Da esquerda para direita: Lúcia Cabral, Pedro Strozenberg, Flávia Oliveira, Antônio Geraldo da Silva, Álvaro Nascimento, Raul, Raull Santiago e Carolina Marinho. (Créditos: Coletivo Papo Reto)

 

A manhã de conversa contou com a participação de especialistas e estudiosos de diferentes áreas, que deram pontos de vistas diferentes sobre o assunto. Integraram a mesa mediada por Flávia o psiquiatra e Presidente da Associação Psiquiátrica da América Latina (APAL) Antônio Geraldo da Silva, o professor da Universidade Federal Rural do Rio de Janeiro e historiador Álvaro Nascimento, a coordenadora Regional RJ-ES do CVV Comunidade e porta-voz do CVV (Centro de Valorização da Vida) Maria das Graças Araújo e o ouvidor-geral da Defensoria Pública do Estado do Rio de Janeiro Pedro Strozenberg.

Carolina Marinho contou que esse é um tema pouco falado e difícil de vir a público. Mas que, quando surgiram casos de suicídio no Alemão, ela ficou muito assustada com essa situação. Já que a imprensa não fala sobre o assunto sob o pretexto de não incentivar que outras pessoas o façam, ela começou a pedir ajuda a algumas pessoas. Alguns jornalistas se esquivaram de falar sobre esse assunto.

Pedro Strozenberg destacou a importância de eventos como esses: “A roda tem esse valor, esse desafio de romper esses tabus e paradigmas e nos permitir tratar publicamente um tema que precisa ser tratado pelo público, pelo coletivo. E quanto mais formos falando sobre ele, melhor será nossa capacidade de enfrentar de tratá-lo”.

Já Álvaro Nascimento abordou em sua fala as consequências de uma sociedade pontuada pelo preconceito e o quanto isso pode afetar não só coletivamente, mas individualmente a saúde física e mental dos cidadãos.

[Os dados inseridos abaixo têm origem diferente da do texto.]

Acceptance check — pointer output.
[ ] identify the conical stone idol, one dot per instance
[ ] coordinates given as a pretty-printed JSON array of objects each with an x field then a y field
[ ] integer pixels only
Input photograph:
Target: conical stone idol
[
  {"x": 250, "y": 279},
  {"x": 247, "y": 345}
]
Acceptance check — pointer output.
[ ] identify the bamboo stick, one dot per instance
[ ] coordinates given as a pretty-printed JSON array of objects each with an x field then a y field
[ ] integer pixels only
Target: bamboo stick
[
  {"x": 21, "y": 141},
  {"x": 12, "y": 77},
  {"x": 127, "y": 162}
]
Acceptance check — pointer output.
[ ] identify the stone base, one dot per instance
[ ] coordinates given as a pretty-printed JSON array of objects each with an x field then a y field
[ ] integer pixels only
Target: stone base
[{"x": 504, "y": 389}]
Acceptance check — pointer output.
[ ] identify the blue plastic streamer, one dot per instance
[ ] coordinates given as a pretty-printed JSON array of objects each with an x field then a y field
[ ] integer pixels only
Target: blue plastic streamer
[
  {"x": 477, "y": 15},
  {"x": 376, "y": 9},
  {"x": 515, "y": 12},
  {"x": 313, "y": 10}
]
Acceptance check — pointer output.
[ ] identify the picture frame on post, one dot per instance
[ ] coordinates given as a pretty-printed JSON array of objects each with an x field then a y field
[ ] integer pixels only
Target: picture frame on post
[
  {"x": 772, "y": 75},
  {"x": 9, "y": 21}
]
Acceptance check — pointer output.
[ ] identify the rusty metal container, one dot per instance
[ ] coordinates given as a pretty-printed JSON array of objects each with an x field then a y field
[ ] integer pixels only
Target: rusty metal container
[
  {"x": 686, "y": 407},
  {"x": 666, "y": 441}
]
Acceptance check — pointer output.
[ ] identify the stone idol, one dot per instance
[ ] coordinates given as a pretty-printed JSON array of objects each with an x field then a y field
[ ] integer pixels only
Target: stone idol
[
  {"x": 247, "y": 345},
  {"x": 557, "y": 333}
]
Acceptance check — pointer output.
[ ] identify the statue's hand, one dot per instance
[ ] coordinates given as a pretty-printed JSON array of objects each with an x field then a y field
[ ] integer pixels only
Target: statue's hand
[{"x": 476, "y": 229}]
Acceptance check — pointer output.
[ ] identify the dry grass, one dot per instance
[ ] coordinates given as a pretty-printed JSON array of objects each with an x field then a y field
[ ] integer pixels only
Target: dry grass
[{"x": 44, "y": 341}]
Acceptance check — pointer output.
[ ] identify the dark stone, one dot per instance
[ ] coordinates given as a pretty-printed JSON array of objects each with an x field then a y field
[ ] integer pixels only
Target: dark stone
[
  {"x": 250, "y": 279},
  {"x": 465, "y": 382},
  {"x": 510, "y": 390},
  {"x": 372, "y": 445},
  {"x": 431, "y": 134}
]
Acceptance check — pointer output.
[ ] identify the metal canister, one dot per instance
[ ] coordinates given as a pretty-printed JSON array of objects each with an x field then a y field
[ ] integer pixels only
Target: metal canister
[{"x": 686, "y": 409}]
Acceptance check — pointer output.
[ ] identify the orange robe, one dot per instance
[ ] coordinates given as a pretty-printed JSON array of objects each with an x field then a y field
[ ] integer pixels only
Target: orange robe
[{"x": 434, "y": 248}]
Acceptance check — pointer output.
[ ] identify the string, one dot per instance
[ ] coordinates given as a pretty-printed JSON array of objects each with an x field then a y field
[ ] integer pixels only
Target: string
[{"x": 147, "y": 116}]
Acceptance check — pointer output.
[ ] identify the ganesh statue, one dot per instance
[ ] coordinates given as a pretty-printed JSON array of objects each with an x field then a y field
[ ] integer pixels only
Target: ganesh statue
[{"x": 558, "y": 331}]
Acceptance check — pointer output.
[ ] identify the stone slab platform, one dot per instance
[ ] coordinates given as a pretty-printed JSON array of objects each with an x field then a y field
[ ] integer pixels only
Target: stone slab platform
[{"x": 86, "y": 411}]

– Tendo-se um padrão, isso é terrível, porque, quando te enquadram, começam a te encaixotar de uma forma que você começa a ver que não pode sair daquele caixote. Isso é muito opressor. Está na televisão e em vários os lugares. Esse encaixotamento é uma forma de observarmos como é que esse processo se dá. Então, questões como raça, sexismo, roupa, renda, sexualidade, idade, vão dizendo qual é o seu lugar, diz o historiador.

A dificuldade de acesso e a falta de profissionais disponíveis para o atendimento de saúde mental na comunidade também foi um dos pontos levantados durante a discussão. “A gente não tem quem nos escute. A gente se sente perdido em um local onde a gente sofre violência de todos os tipos o todo tempo. Eu fico muito angustiada quanto a isso. A saúde mental pede socorro. A gente precisa de muito mais, precisamos de paz”, afirmou a moradora Lúcia Cabral.